Money is debt and shows up on the balance sheet as a liability. A T bill is an asset. An asset can be borrowed against. These are just hypothetical numbers. You buy $100,000k worth of BoJ treasuries, now you have $100,000 in assets at 0% interest. Now you use those as collateral for a loan...say 10 to 1 and buy $1mil of US T bills at 4%. If your interest rate is 2%, you net 2% interest on $1mil. And now because you have $1mil in US T bills (assets), you can borrow against that.

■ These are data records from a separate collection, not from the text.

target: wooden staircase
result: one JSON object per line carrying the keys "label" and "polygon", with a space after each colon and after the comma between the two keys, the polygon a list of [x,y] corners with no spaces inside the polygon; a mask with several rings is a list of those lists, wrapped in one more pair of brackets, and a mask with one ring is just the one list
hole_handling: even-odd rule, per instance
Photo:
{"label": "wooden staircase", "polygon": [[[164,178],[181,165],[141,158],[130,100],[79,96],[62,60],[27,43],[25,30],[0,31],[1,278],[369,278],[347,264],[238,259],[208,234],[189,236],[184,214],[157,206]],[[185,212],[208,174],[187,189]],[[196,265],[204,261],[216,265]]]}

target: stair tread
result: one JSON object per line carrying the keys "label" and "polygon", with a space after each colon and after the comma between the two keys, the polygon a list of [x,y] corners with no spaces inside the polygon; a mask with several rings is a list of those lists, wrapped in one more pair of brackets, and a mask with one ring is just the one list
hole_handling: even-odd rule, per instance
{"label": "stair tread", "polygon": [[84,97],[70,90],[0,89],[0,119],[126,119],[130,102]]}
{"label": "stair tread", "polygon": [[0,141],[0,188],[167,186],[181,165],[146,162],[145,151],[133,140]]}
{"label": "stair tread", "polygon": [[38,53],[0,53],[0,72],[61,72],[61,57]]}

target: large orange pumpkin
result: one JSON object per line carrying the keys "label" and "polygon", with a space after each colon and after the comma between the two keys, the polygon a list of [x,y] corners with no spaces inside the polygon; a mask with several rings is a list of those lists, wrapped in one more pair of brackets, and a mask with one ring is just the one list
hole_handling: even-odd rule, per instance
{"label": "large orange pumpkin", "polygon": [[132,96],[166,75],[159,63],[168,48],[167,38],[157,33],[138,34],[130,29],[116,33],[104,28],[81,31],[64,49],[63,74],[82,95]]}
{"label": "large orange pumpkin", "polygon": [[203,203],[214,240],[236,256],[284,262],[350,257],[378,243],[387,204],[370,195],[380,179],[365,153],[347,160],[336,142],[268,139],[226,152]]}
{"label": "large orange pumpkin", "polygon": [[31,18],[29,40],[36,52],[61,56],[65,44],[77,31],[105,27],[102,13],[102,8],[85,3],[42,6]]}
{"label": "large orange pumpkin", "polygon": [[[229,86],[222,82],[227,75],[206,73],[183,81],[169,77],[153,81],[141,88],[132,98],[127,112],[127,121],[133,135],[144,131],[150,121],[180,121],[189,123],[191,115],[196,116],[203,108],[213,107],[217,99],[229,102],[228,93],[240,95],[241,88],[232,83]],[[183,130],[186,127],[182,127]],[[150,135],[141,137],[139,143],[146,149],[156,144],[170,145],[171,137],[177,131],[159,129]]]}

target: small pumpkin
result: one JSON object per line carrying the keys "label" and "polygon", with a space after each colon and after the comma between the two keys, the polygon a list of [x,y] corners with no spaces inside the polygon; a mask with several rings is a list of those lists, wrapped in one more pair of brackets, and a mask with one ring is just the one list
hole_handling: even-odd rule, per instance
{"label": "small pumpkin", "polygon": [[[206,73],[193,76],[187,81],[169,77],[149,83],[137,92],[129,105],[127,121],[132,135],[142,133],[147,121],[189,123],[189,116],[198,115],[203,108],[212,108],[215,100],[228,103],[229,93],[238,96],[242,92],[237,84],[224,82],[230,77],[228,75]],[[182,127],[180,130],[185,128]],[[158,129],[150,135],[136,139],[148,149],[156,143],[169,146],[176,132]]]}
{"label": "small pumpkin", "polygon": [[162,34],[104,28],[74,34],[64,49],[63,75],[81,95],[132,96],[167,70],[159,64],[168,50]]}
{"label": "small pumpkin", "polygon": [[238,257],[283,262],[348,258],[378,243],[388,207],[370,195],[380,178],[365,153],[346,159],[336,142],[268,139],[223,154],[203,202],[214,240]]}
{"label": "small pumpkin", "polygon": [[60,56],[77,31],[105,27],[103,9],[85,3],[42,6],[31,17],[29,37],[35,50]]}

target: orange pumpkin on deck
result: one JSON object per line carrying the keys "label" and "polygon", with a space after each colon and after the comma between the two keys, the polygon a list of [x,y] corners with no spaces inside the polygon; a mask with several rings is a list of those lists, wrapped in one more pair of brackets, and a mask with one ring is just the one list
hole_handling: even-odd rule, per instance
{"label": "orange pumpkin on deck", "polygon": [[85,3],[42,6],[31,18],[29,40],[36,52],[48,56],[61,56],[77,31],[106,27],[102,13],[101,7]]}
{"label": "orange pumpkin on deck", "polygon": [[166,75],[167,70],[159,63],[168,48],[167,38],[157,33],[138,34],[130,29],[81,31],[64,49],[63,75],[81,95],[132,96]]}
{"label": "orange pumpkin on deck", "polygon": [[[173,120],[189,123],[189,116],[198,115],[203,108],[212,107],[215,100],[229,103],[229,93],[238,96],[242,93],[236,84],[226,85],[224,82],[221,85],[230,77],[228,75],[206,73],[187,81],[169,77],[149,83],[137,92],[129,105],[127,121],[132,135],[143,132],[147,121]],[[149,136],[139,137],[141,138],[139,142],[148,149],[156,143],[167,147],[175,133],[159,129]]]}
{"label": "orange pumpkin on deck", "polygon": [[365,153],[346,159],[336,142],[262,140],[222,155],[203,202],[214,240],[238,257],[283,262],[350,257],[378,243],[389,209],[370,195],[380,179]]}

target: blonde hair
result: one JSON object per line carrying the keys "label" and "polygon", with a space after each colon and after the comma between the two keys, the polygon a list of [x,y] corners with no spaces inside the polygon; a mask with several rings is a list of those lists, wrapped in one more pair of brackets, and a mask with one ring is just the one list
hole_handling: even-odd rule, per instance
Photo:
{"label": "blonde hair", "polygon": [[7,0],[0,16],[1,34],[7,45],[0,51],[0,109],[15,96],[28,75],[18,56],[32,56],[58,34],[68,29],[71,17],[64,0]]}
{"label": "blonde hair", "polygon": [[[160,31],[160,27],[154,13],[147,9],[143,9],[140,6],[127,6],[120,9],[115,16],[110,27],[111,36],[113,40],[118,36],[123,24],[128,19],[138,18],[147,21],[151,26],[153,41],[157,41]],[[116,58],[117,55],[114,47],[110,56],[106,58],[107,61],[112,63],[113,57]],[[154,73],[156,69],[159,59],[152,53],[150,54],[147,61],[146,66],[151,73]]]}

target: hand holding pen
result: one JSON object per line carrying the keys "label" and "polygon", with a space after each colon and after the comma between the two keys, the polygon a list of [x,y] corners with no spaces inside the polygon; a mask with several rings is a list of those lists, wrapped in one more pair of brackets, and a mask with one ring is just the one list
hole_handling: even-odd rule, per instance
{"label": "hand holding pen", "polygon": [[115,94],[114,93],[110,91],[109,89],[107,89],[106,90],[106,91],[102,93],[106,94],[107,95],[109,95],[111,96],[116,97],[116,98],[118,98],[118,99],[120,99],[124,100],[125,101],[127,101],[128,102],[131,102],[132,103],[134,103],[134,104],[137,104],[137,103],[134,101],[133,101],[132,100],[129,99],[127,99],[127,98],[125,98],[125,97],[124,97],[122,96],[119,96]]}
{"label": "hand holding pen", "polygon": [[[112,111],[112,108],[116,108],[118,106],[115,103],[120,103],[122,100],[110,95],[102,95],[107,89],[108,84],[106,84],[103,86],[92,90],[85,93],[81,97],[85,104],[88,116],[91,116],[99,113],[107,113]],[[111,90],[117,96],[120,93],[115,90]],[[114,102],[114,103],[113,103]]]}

Where this blows up is when the BoJ interest rates rise and make that trade not profitable. This is similar to how Microstrategy buys bitcoin. If they can get cheap money and bitcoin keeps going up, they can keep leveraging and buying. If bitcoin falls or they can't get a favorable loan, the whole company implodes. They're already leveraged to the tits via loans based on the future value of their stock price, which is collapsing. If they're forced to sell bitcoin, it's not going to the moon, it's going to hell. Unlike something physical like metals or a company, there's no underlaying asset to fall back on. A bankrupt business will still have value left from real estate, equipment, patents, etc. Bitcoin is 1s and 0s.
Thanks for this:
I never knew that - I thought bonds were all like the EE series...
Money is debt and shows up on the balance sheet as a liability. A T bill is an asset. An asset can be borrowed against. These are just hypothetical numbers. You buy $100,000k worth of BoJ treasuries, now you have $100,000 in assets at 0% interest. Now you use those as collateral for a loan...say 10 to 1 and buy $1mil of US T bills at 4%. If your interest rate is 2%, you net 2% interest on $1mil. And now because you have $1mil in US T bills (assets), you can borrow against that.
Where this blows up is when the BoJ interest rates rise and make that trade not profitable. This is similar to how Microstrategy buys bitcoin. If they can get cheap money and bitcoin keeps going up, they can keep leveraging and buying. If bitcoin falls or they can't get a favorable loan, the whole company implodes. They're already leveraged to the tits via loans based on the future value of their stock price, which is collapsing. If they're forced to sell bitcoin, it's not going to the moon, it's going to hell. Unlike something physical like metals or a company, there's no underlaying asset to fall back on. A bankrupt business will still have value left from real estate, equipment, patents, etc. Bitcoin is 1s and 0s.